Web Archive Citations

Using web archive links in your citations helps ensure the evidence you reference does not disappear, maintaining the integrity of your scholarship and contributing important resources to web archives.

For example, the Law Library of Congress started using Perma.cc as of Oct 2015 (https://perma.cc/2AXT-2QKE). Citations in their documents, such as “Regulation of Drones” (April 2016), now include archive links stored in Perma.cc like:

  • ICAO, Unmanned Aircraft Systems (UAS), Circular 328 AN/190 (2011), https://www.trafikstyrelsen.dk/~/media/Dokumenter/05%20Luftfart/Forum/UAS%20-%20droner/ICAO%20Circular%20328%20Unmanned%20Aircraft%20Systems%20UAS.ashx, archived at https://perma.cc/J5EM-TSAY.
  • CASA and Remotely Piloted Aircraft, CASA, https://www.casa.gov.au/aircraft/standard-page/casa-and-remotely-piloted-aircraft (last visited Apr. 4, 2016), archived at https://perma.cc/6NUC-HKK7.

Guidelines

If you are citing a live website, include the full normal citation, but add the archive link at the end:

“Coronavirus Disease 2019 (COVID-19).” University of Idaho, 21 Sept. 2020, www.uidaho.edu/vandal-health-clinic/coronavirus (archived at: https://perma.cc/T8YP-BFC9 ).
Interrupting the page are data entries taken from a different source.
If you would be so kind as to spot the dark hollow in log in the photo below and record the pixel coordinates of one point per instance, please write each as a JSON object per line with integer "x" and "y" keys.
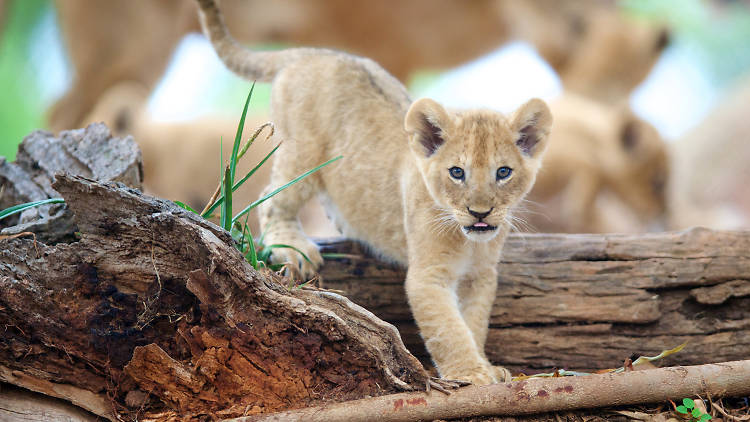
{"x": 589, "y": 301}
{"x": 154, "y": 309}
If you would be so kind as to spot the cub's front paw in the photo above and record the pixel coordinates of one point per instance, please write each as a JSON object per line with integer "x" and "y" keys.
{"x": 501, "y": 374}
{"x": 295, "y": 260}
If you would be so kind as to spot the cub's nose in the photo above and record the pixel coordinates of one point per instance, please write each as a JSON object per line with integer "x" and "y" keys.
{"x": 479, "y": 215}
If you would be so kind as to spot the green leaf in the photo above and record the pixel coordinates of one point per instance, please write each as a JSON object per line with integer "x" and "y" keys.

Cieplak-Mayr von Baldegg, Kasia. “Inside the Internet Archive”. The Atlantic, 7 May 2013, www.theatlantic.com/technology/archive/2013/05/inside-the-internet-archive/466068/ (archived at: https://perma.cc/H3SK-LBR7 ).

In some cases you will be citing a specific version of a page found in an web archive (rather than the current live page), saying something like “an earlier version of this story dated 2012 said…” or “in 2006 the web page reported…”. In this situation you should make clear that you are citing the archived page, naming the web archive as the source of your citation. Treat it as if you are citing the web archive site, rather than the original location. Some style guides use “Retrieved from” to make this clear.

“Coronavirus Disease 2019 (COVID-19).” University of Idaho, 23 May 2020. Internet Archive, web.archive.org/web/20200515231836/https://www.uidaho.edu/vandal-health-clinic/coronavirus.

Cieplak-Mayr von Baldegg, Kasia. “Inside the Internet Archive”. The Atlantic, 7 May 2013. Internet Archive, web.archive.org/web/20160414123101/http://www.theatlantic.com/technology/archive/2013/05/inside-the-internet-archive/466068/.

Keep in mind that many citation style guides are seriously out of date with modern scholarship methods and information sources, thus inadequately describe how to handle citing web resources. Few style guides mention the use of web archive links and some dictate not citing web pages at all (which seems a particularly lazy and risky practice).

IMO: Rather than following the details of a citation style, it is better for ongoing scholarship to provide as much detail as possible for people to understand and find your evidence. It is often helpful to provide an “accessed on” date so that people will know when you are citing.